Germany has done so much good for the refugees of the world in this past year. This new law is an unfortunate development.
It is unfortunate that the integration law negates the complexity of human behavior and the ways
in which human beings tend to respond to mechanisms of control. It is unfortunate that it
transforms a once two-way street into a narrow, one-way turnpike, failing to recognize that
tying belonging to an existential crisis is one sure way to create another type of crisis, one
of protracted isolation and despair.
The Way Out
One does not become a part of a group by the force of policy, nor does one come to belong anywhere by resigning to segregation and the apathy of staying apart.
But I for one would rarely speak to my German neighbors if I didn’t feel that they would smile at me and wish to speak back. I am too sensitive of feeling unwanted and merely tolerated to make myself so vulnerable. In a similar way, if I were just learning German, I would rarely try to order in German on a busy bakery morning. I would rarely try to ask any questions of the service personnel at the mall. I would be too afraid of looking and feeling defeated for the stern face, the impatient twitch, and the impolite interruption that often peppers such interactions with shame.
And if I cannot imagine doing these things, as someone with no experience of war or traumatic displacement, I cannot imagine it for all newcomers from Syria and elsewhere – human beings who have suffered the extremes of suffering.
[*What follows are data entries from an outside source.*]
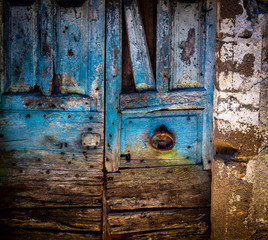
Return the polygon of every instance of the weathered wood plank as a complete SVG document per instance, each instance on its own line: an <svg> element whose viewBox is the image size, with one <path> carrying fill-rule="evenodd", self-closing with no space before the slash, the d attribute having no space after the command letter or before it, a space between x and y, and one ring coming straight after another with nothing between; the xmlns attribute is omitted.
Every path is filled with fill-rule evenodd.
<svg viewBox="0 0 268 240"><path fill-rule="evenodd" d="M172 209L111 213L108 216L112 234L183 229L183 235L207 234L209 209Z"/></svg>
<svg viewBox="0 0 268 240"><path fill-rule="evenodd" d="M159 0L157 8L157 52L156 52L156 86L159 92L169 90L170 63L169 63L169 24L170 3L168 0Z"/></svg>
<svg viewBox="0 0 268 240"><path fill-rule="evenodd" d="M137 91L155 89L153 68L137 0L125 0L130 56Z"/></svg>
<svg viewBox="0 0 268 240"><path fill-rule="evenodd" d="M170 89L202 87L202 1L170 7Z"/></svg>
<svg viewBox="0 0 268 240"><path fill-rule="evenodd" d="M155 74L156 59L156 7L157 0L138 0L143 27L146 35L153 72ZM129 52L126 21L122 22L122 92L136 92L131 57Z"/></svg>
<svg viewBox="0 0 268 240"><path fill-rule="evenodd" d="M88 1L89 23L84 19L84 24L89 25L89 56L87 68L89 69L88 92L91 99L91 111L103 111L104 94L104 49L105 49L105 1ZM87 39L88 38L88 39Z"/></svg>
<svg viewBox="0 0 268 240"><path fill-rule="evenodd" d="M4 13L4 1L0 2L0 15ZM0 104L2 102L2 94L4 92L5 85L5 65L4 65L4 18L0 19Z"/></svg>
<svg viewBox="0 0 268 240"><path fill-rule="evenodd" d="M206 22L205 22L205 46L204 53L204 87L207 89L207 106L204 111L203 126L203 164L204 169L211 169L211 163L215 154L213 146L213 92L215 79L215 47L216 47L216 19L217 3L206 1Z"/></svg>
<svg viewBox="0 0 268 240"><path fill-rule="evenodd" d="M106 15L106 131L105 167L117 171L120 158L119 95L122 83L122 3L111 0Z"/></svg>
<svg viewBox="0 0 268 240"><path fill-rule="evenodd" d="M58 170L61 172L76 171L85 173L95 173L102 175L103 154L65 152L63 144L62 151L41 151L41 150L22 150L0 153L0 167L25 169L25 170ZM93 175L94 176L94 175ZM50 176L51 178L52 176ZM55 179L56 180L56 179ZM59 180L59 179L58 179Z"/></svg>
<svg viewBox="0 0 268 240"><path fill-rule="evenodd" d="M187 231L188 230L188 231ZM169 231L157 231L143 234L121 234L121 235L113 235L113 240L208 240L210 239L209 234L196 234L195 229L192 230L192 233L189 233L189 229L175 229Z"/></svg>
<svg viewBox="0 0 268 240"><path fill-rule="evenodd" d="M56 7L56 83L54 93L87 93L88 7Z"/></svg>
<svg viewBox="0 0 268 240"><path fill-rule="evenodd" d="M210 173L200 165L120 169L107 179L112 210L210 206Z"/></svg>
<svg viewBox="0 0 268 240"><path fill-rule="evenodd" d="M130 109L198 109L206 105L206 91L179 91L169 93L132 93L120 95L122 110Z"/></svg>
<svg viewBox="0 0 268 240"><path fill-rule="evenodd" d="M1 208L101 206L102 153L2 152L0 168Z"/></svg>
<svg viewBox="0 0 268 240"><path fill-rule="evenodd" d="M1 209L1 228L99 232L101 208Z"/></svg>
<svg viewBox="0 0 268 240"><path fill-rule="evenodd" d="M28 92L36 83L37 3L7 5L4 91Z"/></svg>
<svg viewBox="0 0 268 240"><path fill-rule="evenodd" d="M101 153L103 121L89 112L5 111L1 113L1 149ZM19 126L19 128L18 128ZM101 137L96 147L82 145L83 133Z"/></svg>
<svg viewBox="0 0 268 240"><path fill-rule="evenodd" d="M11 94L3 95L2 101L4 110L90 111L90 98L78 95L45 97L36 94ZM102 117L101 112L89 114Z"/></svg>
<svg viewBox="0 0 268 240"><path fill-rule="evenodd" d="M5 228L1 231L1 240L28 240L28 239L38 239L38 240L100 240L99 233L72 233L64 231L49 231L49 230L24 230L21 228Z"/></svg>
<svg viewBox="0 0 268 240"><path fill-rule="evenodd" d="M38 11L40 22L40 49L38 51L38 78L37 84L43 94L51 94L51 83L53 81L53 15L54 5L51 0L42 0Z"/></svg>
<svg viewBox="0 0 268 240"><path fill-rule="evenodd" d="M48 174L49 175L49 174ZM100 207L102 186L87 181L4 181L1 185L1 208Z"/></svg>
Laws may not be made for empathetic social responses, but norms are. In response to this
new law, a little normative empathy is in order. Perhaps it is time not for sanctions but for a
new German way of being with each other.
Small gestures like the prolific smile, like deferring to others in line at the grocery store, like trying (only trying!) to give directions in English, like waiting patiently for a German-learner to get out their form of a German sentence, will bring the empathy this law is so clearly lacking. If this happens, Syrians and Afghans and Eritreans and Kurds (etc) are made to feel that they are also people of value.
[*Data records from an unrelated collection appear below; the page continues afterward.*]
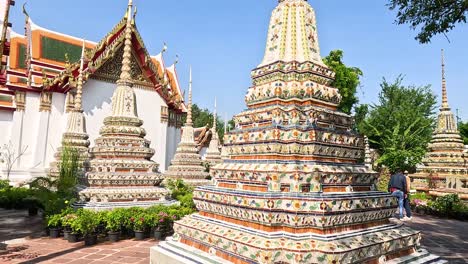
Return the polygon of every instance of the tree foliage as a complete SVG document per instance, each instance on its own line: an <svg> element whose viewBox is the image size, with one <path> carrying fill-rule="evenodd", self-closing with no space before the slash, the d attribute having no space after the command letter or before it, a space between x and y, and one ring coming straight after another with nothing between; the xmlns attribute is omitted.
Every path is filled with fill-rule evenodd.
<svg viewBox="0 0 468 264"><path fill-rule="evenodd" d="M435 121L436 96L429 86L403 86L403 78L381 84L379 102L357 125L391 172L413 171L426 153Z"/></svg>
<svg viewBox="0 0 468 264"><path fill-rule="evenodd" d="M338 88L342 96L338 109L351 114L353 106L359 101L356 96L357 87L360 84L359 78L362 71L356 67L348 67L343 63L343 51L332 50L323 62L335 72L333 87Z"/></svg>
<svg viewBox="0 0 468 264"><path fill-rule="evenodd" d="M458 124L458 129L460 130L465 145L468 145L468 122L460 122L460 124Z"/></svg>
<svg viewBox="0 0 468 264"><path fill-rule="evenodd" d="M396 23L420 28L416 40L429 43L437 34L445 34L459 23L466 23L468 0L390 0L391 10L398 10Z"/></svg>

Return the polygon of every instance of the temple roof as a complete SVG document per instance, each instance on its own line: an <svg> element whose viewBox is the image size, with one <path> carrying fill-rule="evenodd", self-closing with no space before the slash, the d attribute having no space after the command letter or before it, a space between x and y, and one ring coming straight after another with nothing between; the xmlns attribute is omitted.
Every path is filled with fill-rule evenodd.
<svg viewBox="0 0 468 264"><path fill-rule="evenodd" d="M99 43L86 41L85 80L89 77L117 80L118 76L110 69L121 61L125 21L122 18ZM162 54L158 59L149 55L135 23L132 34L135 84L154 89L171 109L185 112L175 65L166 68ZM11 97L15 90L66 93L76 86L82 39L36 25L27 16L25 35L11 32L10 40L7 76L0 83L0 106L6 102L2 98Z"/></svg>
<svg viewBox="0 0 468 264"><path fill-rule="evenodd" d="M314 9L306 0L280 0L271 15L265 56L259 65L276 61L312 61L320 57Z"/></svg>

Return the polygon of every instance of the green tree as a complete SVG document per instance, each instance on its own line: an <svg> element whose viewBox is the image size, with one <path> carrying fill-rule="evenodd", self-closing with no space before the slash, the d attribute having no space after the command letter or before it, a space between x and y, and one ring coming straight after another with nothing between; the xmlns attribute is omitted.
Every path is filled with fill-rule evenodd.
<svg viewBox="0 0 468 264"><path fill-rule="evenodd" d="M458 124L458 129L460 130L465 145L468 145L468 122L460 122L460 124Z"/></svg>
<svg viewBox="0 0 468 264"><path fill-rule="evenodd" d="M466 23L468 0L390 0L390 10L398 10L395 22L420 29L416 40L429 43L435 35L445 34L459 23Z"/></svg>
<svg viewBox="0 0 468 264"><path fill-rule="evenodd" d="M351 114L353 106L359 101L356 96L359 78L362 71L356 67L348 67L343 63L343 51L332 50L323 62L335 72L333 87L338 88L342 96L338 109L344 113Z"/></svg>
<svg viewBox="0 0 468 264"><path fill-rule="evenodd" d="M391 172L414 171L426 153L435 121L436 96L430 86L403 86L403 78L394 83L383 79L379 102L358 124L377 149L379 165Z"/></svg>
<svg viewBox="0 0 468 264"><path fill-rule="evenodd" d="M361 104L354 108L355 128L359 133L363 133L364 128L362 126L368 114L369 114L368 104Z"/></svg>

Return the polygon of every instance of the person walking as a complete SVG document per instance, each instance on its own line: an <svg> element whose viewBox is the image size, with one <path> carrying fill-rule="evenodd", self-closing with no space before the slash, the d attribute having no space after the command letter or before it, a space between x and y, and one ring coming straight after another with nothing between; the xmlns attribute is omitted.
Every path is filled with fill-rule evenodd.
<svg viewBox="0 0 468 264"><path fill-rule="evenodd" d="M410 205L410 191L411 191L411 179L408 176L408 171L405 171L405 178L406 178L406 191L405 191L405 200L403 201L403 206L405 207L406 216L403 220L411 220L411 205Z"/></svg>
<svg viewBox="0 0 468 264"><path fill-rule="evenodd" d="M393 174L388 182L388 191L398 198L398 219L403 219L403 205L406 192L406 177L401 170Z"/></svg>

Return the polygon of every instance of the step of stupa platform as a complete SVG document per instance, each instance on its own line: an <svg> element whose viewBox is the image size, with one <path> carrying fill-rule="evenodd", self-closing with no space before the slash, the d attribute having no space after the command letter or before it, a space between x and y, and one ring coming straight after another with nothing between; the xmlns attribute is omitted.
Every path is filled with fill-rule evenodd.
<svg viewBox="0 0 468 264"><path fill-rule="evenodd" d="M200 159L200 155L198 155L198 158L189 156L189 157L184 157L181 159L174 159L171 161L171 166L169 167L187 166L187 167L193 167L193 168L200 168L200 166L202 166L201 164L202 164L202 160Z"/></svg>
<svg viewBox="0 0 468 264"><path fill-rule="evenodd" d="M96 146L91 148L91 153L98 162L101 160L149 160L154 156L155 151L145 147L131 147L131 146Z"/></svg>
<svg viewBox="0 0 468 264"><path fill-rule="evenodd" d="M377 263L412 254L420 241L419 232L395 224L333 235L270 233L199 215L174 230L172 240L233 263Z"/></svg>
<svg viewBox="0 0 468 264"><path fill-rule="evenodd" d="M200 246L200 248L203 248ZM411 253L402 257L402 253ZM217 255L224 255L226 259L218 257ZM321 258L323 259L323 258ZM387 260L388 259L388 260ZM214 248L208 250L207 252L189 247L186 244L177 242L174 238L169 237L166 241L160 242L157 246L154 246L150 249L150 263L151 264L257 264L262 263L259 261L252 261L247 258L236 258L231 254L226 254L223 252L217 252ZM263 263L270 263L268 261ZM295 259L291 259L286 263L303 263L310 264L311 262L300 262ZM323 259L321 263L333 263L329 262L328 259ZM338 262L336 262L338 263ZM344 261L342 263L352 263L350 261ZM379 259L374 258L370 261L358 262L364 264L445 264L448 263L446 260L441 259L439 256L430 254L425 249L413 250L410 249L407 252L399 252L399 254L393 254L389 256L383 256Z"/></svg>
<svg viewBox="0 0 468 264"><path fill-rule="evenodd" d="M448 188L440 188L440 189L430 189L429 195L442 197L449 194L457 194L461 200L468 201L468 188L462 189L448 189Z"/></svg>
<svg viewBox="0 0 468 264"><path fill-rule="evenodd" d="M153 186L87 187L79 190L80 201L89 203L164 202L171 200L169 190Z"/></svg>
<svg viewBox="0 0 468 264"><path fill-rule="evenodd" d="M225 161L211 168L212 176L219 182L263 185L276 182L289 185L296 181L299 185L314 184L311 191L320 191L320 185L372 186L377 181L377 173L364 165L350 165L327 162L303 161Z"/></svg>
<svg viewBox="0 0 468 264"><path fill-rule="evenodd" d="M161 201L121 201L121 202L75 202L73 204L74 208L83 208L94 211L105 211L112 210L115 208L131 208L131 207L141 207L148 208L156 205L179 205L177 200L161 200Z"/></svg>
<svg viewBox="0 0 468 264"><path fill-rule="evenodd" d="M316 232L382 223L397 207L395 198L380 192L261 193L203 186L194 191L193 198L202 213L233 222L250 221L264 229L311 228Z"/></svg>

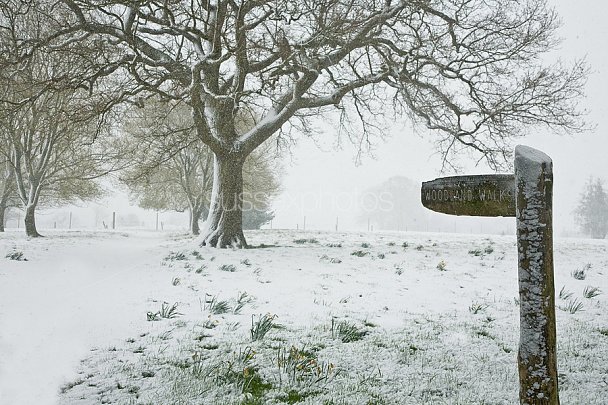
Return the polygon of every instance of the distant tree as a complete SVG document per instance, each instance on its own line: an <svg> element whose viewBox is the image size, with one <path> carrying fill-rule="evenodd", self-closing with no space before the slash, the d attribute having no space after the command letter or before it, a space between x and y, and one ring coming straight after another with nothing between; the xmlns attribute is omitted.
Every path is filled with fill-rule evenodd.
<svg viewBox="0 0 608 405"><path fill-rule="evenodd" d="M427 217L420 204L420 185L403 176L365 190L360 204L359 221L370 221L376 229L412 229L421 226Z"/></svg>
<svg viewBox="0 0 608 405"><path fill-rule="evenodd" d="M608 193L599 178L587 180L574 211L581 231L596 239L608 233Z"/></svg>
<svg viewBox="0 0 608 405"><path fill-rule="evenodd" d="M3 50L15 60L29 52L0 74L0 153L12 171L30 237L40 236L35 211L41 201L58 205L101 195L95 179L116 162L109 154L108 104L81 85L99 49L83 39L27 51L24 44L36 43L61 21L49 2L37 5L49 8L43 13L15 1L0 7Z"/></svg>
<svg viewBox="0 0 608 405"><path fill-rule="evenodd" d="M382 116L407 116L447 165L467 148L500 166L531 125L584 127L585 65L543 63L559 43L546 0L49 2L71 12L50 45L98 38L116 50L108 66L189 105L214 153L202 237L214 247L246 246L234 206L246 157L321 114L362 148ZM241 132L247 109L260 119Z"/></svg>
<svg viewBox="0 0 608 405"><path fill-rule="evenodd" d="M243 123L243 125L246 125ZM213 185L213 153L196 136L189 108L147 100L124 125L129 167L121 180L142 208L189 212L189 228L200 233ZM243 169L243 227L258 229L273 218L270 202L279 189L270 154L252 154Z"/></svg>
<svg viewBox="0 0 608 405"><path fill-rule="evenodd" d="M16 204L16 197L15 171L10 160L3 153L0 153L0 232L4 232L6 212Z"/></svg>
For anthropologists and sociologists, value is a social construct. It does not exist inherent to things, to substance. Rather it is made within a system of prioritizing this, disregarding that, supporting the success of this and punishing the success of that. Value is a trait or state to be expressed through norms, such as everyday behavior, as well as structures, such as divisions of labor or the segmentation of achievement within public schools*. It is a process, not a prescription.
We’ll see soon enough if the process can rise above this law.
–By Kelly Miller
*For more on this critical view of how and why value is created in society, see the well-known work of anthropologist David Graeber on the topic, available as a PDF here. You will never see prices and social priorities the same!